Has anyone ever done something like this? Or does anyone have any other creative ideas of how I can capitalize on the opportunity?
Get a home inspection and bring in a contractor for bids
Buying a flipped property is going to be a retail price. What would be the point of that? Buy the house cheap and pay someone to fix it up if you want to rent it out. In most cases, a house purchased at retail doesn't cash flow well as a rental. You need to add value.
I should add that as a neighbor to the house, you could probably do a lot of the work yourself. Even if you don't have handyman skills, much of renovating a property is grunt work like washing walls and floors, painting, cleaning windows, caulking, scrubbing grime off tubs and sinks, polishing faucets, and so forth. You could hire a plumber to fix the leaks and it may only cost a couple hundred bucks. Get an experienced person to go through the house and once you know what it'll cost to straighten it out, go from there. Sounds like it may be a good opportunity.
@John Teachout I suppose my thinking is that the assignment fee from wholesaling to a flipper would offset the retail price enough to make it a decent deal. I was also thinking the flipper may be willing to sell a bit cheaper if we did not use a realtor.

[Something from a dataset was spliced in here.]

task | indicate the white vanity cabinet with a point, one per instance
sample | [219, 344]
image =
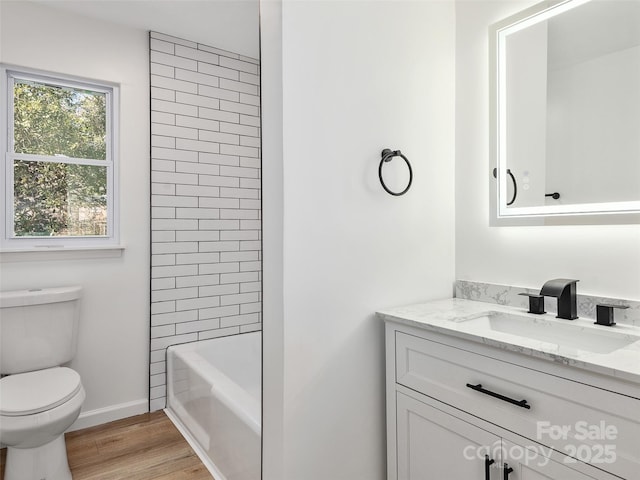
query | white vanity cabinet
[453, 405]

I'm not completely opposed to the idea of buying it myself. The fact that it has been vacant for 5 years combined with the fact that I'm pretty inexperienced make me shy away from it though.
That's why you take a pro through the house so they can assess it.
@John Teachout I am very much willing to put in whatever work I am able to do myself to get the place renovated. My fear is underestimating rehab costs and overestimating arv. I suppose if I get some solid estimates from experienced contractors and get some second opinions on arv it shouldn't be too scary.
The ARV could be provided by a realtor familiar with the local area. Since they wouldn't be involved in the transaction, you may want to throw them a bone. What's your guess as to what you could get the property for vs the ARV. If you think it was something that could be wholesaled, that's typically a sizable spread.
I'm thinking ARV would be around 80-90k and I'm thinking I can get it for 20-30K.
Do I actually agree with @John Thedford ?
What you're suggesting is effectively having the rehabber/flipper rehab the property for you. Getting him to buy it and then sell it back to you is probably going to cost you more than just getting someone to do the work for you. Your rehabber might even be willing to do the work for you without having to tie up his money in the purchase.